Il panorama politico-elettorale è descritto in questo momento da ampie fasce di popolazione che rifiutano governo e riforme del centrodestra, mentre la Casa delle libertà annuncia altri miraggi riformatori. Questo stato di cose ha un nome solo: si chiama rottura del consenso. Il "sogno" azzurro del 2001 è finito, e il risveglio è penoso. Sarebbe un po' meno penoso se il malessere sociale trovasse un canale politico. Cioè se il centrosinistra avesse cominciato a ventilare soluzioni, ipotesi, progetti.

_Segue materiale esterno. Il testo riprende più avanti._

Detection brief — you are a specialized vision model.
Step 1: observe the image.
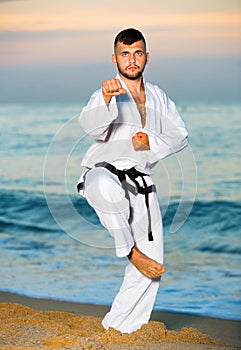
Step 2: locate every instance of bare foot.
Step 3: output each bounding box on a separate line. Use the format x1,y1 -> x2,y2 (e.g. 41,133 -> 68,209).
128,246 -> 166,278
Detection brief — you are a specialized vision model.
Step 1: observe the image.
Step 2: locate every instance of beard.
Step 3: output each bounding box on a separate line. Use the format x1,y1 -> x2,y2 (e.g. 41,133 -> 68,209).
117,63 -> 145,80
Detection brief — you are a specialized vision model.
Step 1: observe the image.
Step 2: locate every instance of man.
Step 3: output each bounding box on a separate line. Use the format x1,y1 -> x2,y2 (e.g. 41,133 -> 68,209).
78,28 -> 187,333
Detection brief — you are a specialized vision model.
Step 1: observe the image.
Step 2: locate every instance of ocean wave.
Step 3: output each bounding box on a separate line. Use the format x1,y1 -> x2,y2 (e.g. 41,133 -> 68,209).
0,189 -> 241,238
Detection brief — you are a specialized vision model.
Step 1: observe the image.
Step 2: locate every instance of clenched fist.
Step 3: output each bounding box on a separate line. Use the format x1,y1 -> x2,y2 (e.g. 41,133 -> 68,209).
132,131 -> 150,151
102,78 -> 126,105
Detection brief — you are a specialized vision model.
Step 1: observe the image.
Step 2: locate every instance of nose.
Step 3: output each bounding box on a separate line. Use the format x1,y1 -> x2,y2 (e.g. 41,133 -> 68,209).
129,54 -> 136,63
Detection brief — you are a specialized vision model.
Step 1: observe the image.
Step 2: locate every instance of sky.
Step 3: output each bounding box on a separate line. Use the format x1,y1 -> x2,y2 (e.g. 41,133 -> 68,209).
0,0 -> 241,103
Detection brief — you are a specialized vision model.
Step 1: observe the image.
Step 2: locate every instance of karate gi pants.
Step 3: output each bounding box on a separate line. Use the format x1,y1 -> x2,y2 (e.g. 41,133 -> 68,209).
85,168 -> 163,333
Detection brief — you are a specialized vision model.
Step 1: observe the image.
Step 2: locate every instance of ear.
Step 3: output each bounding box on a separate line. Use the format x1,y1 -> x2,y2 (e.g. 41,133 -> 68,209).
112,53 -> 117,66
146,52 -> 150,64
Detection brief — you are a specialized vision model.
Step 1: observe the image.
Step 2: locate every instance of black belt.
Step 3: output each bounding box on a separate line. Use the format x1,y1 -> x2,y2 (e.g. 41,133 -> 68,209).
95,162 -> 156,241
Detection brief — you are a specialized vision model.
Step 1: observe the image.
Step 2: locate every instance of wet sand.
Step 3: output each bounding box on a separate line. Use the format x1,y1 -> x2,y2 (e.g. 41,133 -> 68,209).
0,292 -> 241,350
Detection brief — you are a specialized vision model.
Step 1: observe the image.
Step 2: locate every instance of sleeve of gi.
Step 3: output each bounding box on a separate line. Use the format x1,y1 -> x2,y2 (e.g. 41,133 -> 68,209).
145,89 -> 188,164
79,89 -> 118,141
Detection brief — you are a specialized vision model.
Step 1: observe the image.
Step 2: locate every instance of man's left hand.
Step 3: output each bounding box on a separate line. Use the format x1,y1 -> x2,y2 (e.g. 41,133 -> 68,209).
132,131 -> 150,151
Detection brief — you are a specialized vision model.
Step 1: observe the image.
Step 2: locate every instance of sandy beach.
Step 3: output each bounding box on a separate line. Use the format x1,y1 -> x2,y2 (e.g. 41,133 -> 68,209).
0,292 -> 241,350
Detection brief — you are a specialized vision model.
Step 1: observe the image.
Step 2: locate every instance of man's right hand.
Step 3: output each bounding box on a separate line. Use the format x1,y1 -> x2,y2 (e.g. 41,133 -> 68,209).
102,78 -> 126,105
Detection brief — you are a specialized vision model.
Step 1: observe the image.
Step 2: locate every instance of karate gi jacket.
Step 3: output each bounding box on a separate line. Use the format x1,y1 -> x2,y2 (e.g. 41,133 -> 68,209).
79,75 -> 188,178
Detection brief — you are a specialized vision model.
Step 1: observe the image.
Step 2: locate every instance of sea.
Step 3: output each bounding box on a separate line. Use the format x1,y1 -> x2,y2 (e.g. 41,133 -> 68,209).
0,102 -> 241,320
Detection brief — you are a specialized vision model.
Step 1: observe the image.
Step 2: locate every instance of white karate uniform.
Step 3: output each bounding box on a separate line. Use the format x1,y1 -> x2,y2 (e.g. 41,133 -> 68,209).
79,75 -> 187,333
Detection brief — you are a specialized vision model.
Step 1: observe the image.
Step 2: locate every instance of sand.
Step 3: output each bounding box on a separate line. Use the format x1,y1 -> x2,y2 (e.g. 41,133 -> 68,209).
0,292 -> 241,350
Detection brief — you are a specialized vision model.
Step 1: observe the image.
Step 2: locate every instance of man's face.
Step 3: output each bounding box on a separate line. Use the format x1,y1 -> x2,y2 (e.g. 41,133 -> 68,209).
112,40 -> 149,80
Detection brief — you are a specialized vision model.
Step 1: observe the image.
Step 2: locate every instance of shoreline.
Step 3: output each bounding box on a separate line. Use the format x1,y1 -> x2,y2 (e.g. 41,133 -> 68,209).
0,292 -> 241,349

Non proprio "il" programma, che verrà influenzato inevitabilmente dai negoziati di coalizione; ma intanto l'individuazione dei problemi e la proposta di qualche soluzione. Ad esempio, sarebbe di qualche interesse se il centrosinistra riuscisse a rivolgere una parola alle fasce di elettorato che in questo momento sentono i morsi dell'impoverimento.
No, per ora i leader del centrosinistra, compreso Romano Prodi, si ritrovano a Roma per risolvere l'intricata questione del logo. Dilemma simbolicamente rilevante, non c'è dubbio, ma anche diatriba bizantina, da discutere in qualche stanza appartata. Tutto questo dopo il certame infinito sulla lista unica, o unitaria, in attesa del partito democratico, o riformista, e in vista della prossima e storica assemblea ulivista. Non ci sarà un indizio di realtà, da qualche parte? Una traccia di concretezza? Un'irruzione di dati di fatto?

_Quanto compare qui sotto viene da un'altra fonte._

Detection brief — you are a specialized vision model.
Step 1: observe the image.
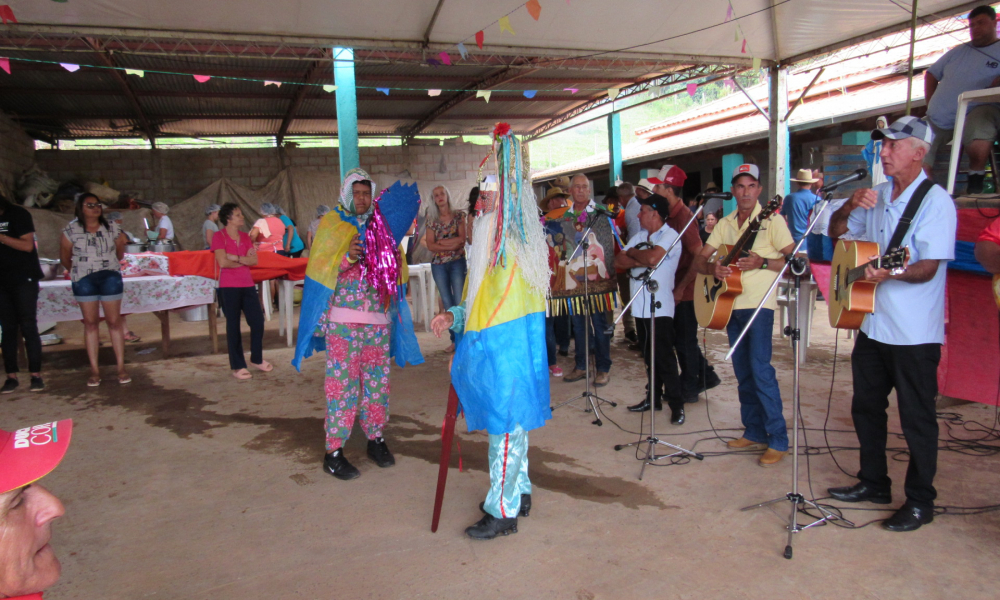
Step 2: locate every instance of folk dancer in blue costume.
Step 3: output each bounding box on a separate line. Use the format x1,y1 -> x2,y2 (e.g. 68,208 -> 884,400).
431,124 -> 552,539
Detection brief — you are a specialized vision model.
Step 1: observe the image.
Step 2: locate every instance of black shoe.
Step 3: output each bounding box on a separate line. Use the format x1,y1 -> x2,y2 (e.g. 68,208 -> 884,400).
0,377 -> 21,394
323,448 -> 361,481
628,400 -> 663,412
465,515 -> 517,540
965,173 -> 986,194
368,438 -> 396,469
882,502 -> 934,531
479,494 -> 531,517
826,481 -> 892,504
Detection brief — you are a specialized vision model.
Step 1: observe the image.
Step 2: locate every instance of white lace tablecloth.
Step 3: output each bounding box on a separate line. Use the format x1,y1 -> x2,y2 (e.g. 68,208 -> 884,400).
38,275 -> 215,323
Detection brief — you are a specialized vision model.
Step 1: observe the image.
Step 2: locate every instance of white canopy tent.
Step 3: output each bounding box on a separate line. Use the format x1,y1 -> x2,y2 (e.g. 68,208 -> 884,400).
7,0 -> 982,64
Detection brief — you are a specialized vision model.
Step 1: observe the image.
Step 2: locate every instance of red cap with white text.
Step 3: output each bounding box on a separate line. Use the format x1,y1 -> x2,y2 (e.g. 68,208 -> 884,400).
0,419 -> 73,494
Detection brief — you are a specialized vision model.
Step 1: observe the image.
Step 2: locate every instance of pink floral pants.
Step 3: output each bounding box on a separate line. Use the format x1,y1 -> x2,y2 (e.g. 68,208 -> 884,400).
324,324 -> 389,453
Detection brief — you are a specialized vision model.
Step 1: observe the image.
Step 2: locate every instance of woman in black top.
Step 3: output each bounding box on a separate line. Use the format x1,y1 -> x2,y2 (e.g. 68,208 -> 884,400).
0,194 -> 45,394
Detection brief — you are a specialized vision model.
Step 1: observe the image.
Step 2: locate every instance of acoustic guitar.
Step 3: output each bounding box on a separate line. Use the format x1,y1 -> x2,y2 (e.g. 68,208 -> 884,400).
694,196 -> 781,329
827,240 -> 910,329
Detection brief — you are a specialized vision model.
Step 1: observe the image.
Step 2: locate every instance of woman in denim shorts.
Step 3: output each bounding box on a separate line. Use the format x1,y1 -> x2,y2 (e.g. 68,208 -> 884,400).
59,194 -> 132,387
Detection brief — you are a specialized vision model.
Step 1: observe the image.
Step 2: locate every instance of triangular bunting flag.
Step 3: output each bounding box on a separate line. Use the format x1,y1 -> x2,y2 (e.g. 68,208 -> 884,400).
0,4 -> 17,25
524,0 -> 542,21
500,17 -> 517,35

Di fronte alla richiesta di praticità, di proposte, di idee, la politica di solito risponde biblicamente che per ogni cosa c'è il suo tempo. Oggi la trattativa, la discussione apparentemente indecifrabile con la coppia Di Pietro-Occhetto, gli attacchi di D'Alema a verdi e comunisti italiani, domani il progetto. Solo che in questo modo c'è un rischio: che fasce significative di società italiana, deluse da Berlusconi e dai suoi euforici programmi di ieri, si mobilitino alla ricerca di un'opzione politica diversa; e trovino qualcuno che risponde con programmi forse di domani, o forse di dopodomani o chissà. Nell'incertezza che ne deriva, può darsi che il voto al centrosinistra non sia così automatico com'è nelle aspettative. Che l'atto di dolore per le magagne del centrodestra non si trasformi meccanicamente in un atto di fiducia per i suoi avversari. Perché non c'è soltanto la logica siderale del bipolarismo, c'è anche una logica tutta terrestre, e tutt'altro che demagogica, per cui la politica deve offrire certo i simboli, le alleanze, la "splendida avventura dell'Ulivo", ma soprattutto deve indicare una prospettiva credibile: detto senza nessuna demagogia, per le condizioni di vita delle persone, non per gli interessi e le remote identità dei partiti.